The monumental win has had the Purple Aces riding the proverbial roller coaster, and McCarty hasn’t exactly loved the distractions that have come with it while he tries to keep his team engaged in the building process.
“It’s been great for our program, but I actually don’t like it that much,” said McCarty. “It takes us away a little bit from what we’re doing, because we’re reading the headlines. It takes us a little bit away from what we do and what we need to do to be successful.”
The Aces were able to overcome the highly talented Wildcats because they rebounded well (winning the battle on the glass), played tenacious defense and didn’t make many mistakes. McCarty knows his new-look team has to do the little things to be successful, but did he really believe they could beat Kentucky?
“I knew we would play well. I have a great group of kids,” said McCarty. “They’re very engaged and very competitive. We were very engaged for the three or four practices leading into the game. I got confidence from them, that we would play well. I thought if we were close, we would have a legit shot at winning the game.”
His team went into the game believing they could make history. McCarty showed his team an emotional scene from the Will Smith movie “Pursuit of Happiness.” He wanted his players to know that no one should be allowed to alter their dreams.
“All we heard last week was how we were going to get blown out and we should just enjoy the experience,” offered the former Kentucky Wildcat. “It was kind of insulting. I get that they’re Kentucky, but we weren’t just taking a trip there. Our guys were offended by that and I said don’t let anybody tell you what you can or cannot do. If you have a dream, go out and do it. Our guys responded.”
Senior guard K.J. Riley led the way with 18 points in the historic win, and made all eight of his free throw attempts. McCarty says his team follows Riley’s lead.
“He’s our leader,” gushed McCarty. “He’s a 6’5 point guard from the Bronx. He’s tough. He can get to and finish strong in the paint. He’s developed his jump shot and has confidence in his jump shot which is really good now and has really helped his game.”
McCarty wanted his players to see where he had played and what big time basketball is about, but he wanted them to understand that they belonged on that stage. The former Boston Celtic player and coach said his team just stayed together, they stayed engaged. They didn’t allow the Cats many easy transition points or second chance opportunities.
“Kentucky would go on a run and our guys didn’t fold. They continued to battle and to battle.”
McCarty doesn’t want his team to be a ‘one hit wonder’.
“We want to build a program the right way,” says McCarty. “I love what we’re doing. We have a great staff, and everybody’s really engaged and we’re all on the same page. We have to keep building on it.”
One of the building blocks is redshirt sophomore DeAndre Williams. The 6’9 point-forward sat out last season getting his academics in order. His prep career was littered with accolades and he participated in the NBA Top 100 Camp.
He is the Missouri Valley Conference’s reigning, two-time ‘Newcomer of the Week’. Against Kentucky he scored nine points, grabbed four rebounds and handed out three assists. Statistically, that was his worst game. He’s leading the Purple Aces in scoring (17.8 PPG), rebounding (8.5 RPG) and steals (1.5 SPG).

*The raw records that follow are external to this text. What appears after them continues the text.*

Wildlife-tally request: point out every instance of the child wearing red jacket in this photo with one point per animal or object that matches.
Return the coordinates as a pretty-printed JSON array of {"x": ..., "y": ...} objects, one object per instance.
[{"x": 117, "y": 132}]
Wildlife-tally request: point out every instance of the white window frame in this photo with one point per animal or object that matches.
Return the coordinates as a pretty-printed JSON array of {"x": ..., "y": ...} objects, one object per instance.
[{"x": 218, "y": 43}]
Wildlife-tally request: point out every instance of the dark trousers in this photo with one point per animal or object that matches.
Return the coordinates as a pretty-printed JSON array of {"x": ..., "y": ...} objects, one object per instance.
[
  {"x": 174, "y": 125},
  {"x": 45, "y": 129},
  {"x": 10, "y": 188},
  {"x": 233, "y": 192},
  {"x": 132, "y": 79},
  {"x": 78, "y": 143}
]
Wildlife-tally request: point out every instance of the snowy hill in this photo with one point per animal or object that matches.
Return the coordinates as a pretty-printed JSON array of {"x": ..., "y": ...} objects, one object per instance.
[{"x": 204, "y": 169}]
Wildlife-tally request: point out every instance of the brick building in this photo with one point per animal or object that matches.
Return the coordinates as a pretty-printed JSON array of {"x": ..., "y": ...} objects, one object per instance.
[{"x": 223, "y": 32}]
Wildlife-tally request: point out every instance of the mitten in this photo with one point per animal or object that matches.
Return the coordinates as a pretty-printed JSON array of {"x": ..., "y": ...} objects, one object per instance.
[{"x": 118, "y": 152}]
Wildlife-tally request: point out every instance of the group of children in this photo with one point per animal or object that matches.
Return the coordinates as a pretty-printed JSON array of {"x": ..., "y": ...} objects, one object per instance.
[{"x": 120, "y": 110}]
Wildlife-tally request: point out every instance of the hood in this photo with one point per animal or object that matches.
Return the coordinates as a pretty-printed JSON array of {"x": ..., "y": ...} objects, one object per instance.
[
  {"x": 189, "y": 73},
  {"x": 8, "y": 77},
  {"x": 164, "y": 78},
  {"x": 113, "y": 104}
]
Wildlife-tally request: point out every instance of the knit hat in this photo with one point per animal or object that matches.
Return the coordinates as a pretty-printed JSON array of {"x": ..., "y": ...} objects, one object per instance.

McCarty says he’s a special talent that has to stay engaged.
“DeAndre can score from anywhere on the floor,” he smiles. “He can post up and he can beat you inside and out. He can guard the point and he can guard centers. He’s just an awesome talent. He can play all over the floor. He really has a knack for scoring the basketball and is really competitive and doesn’t like to lose. He’s just scratching the surface of how good he can be. We have to help him be engaged every second he’s out there. He’s going to be a really good player and people will really take notice.”
Transfers Sam Cunliffe and Artur Labinowicz have added stability, scoring and balance to the UE lineup. McCarty says his team can play nine or 10 players that play hard and complement one another.
“We have a really good group,” he said. “If we continue to play hard and stay locked in, we’re going to give some people a lot of trouble.”
UE opens its MTE against East Carolina, who McCarty describes as a very tough team. He’s excited about the opportunity to play more quality teams in preparation for the Valley season.
“It’s another opportunity for us to go out there and show the country who we are,” said McCarty. “If we can do our jobs, play together and stay play our system, hopefully we can go down there and be competitive and come back with some wins under our belts. In everything we do, I’m trying to get us ready for the Missouri Valley Conference.”
Beating the top ranked team isn’t enough for Walter McCarty. He wants his team engaged, locked in and looking forward.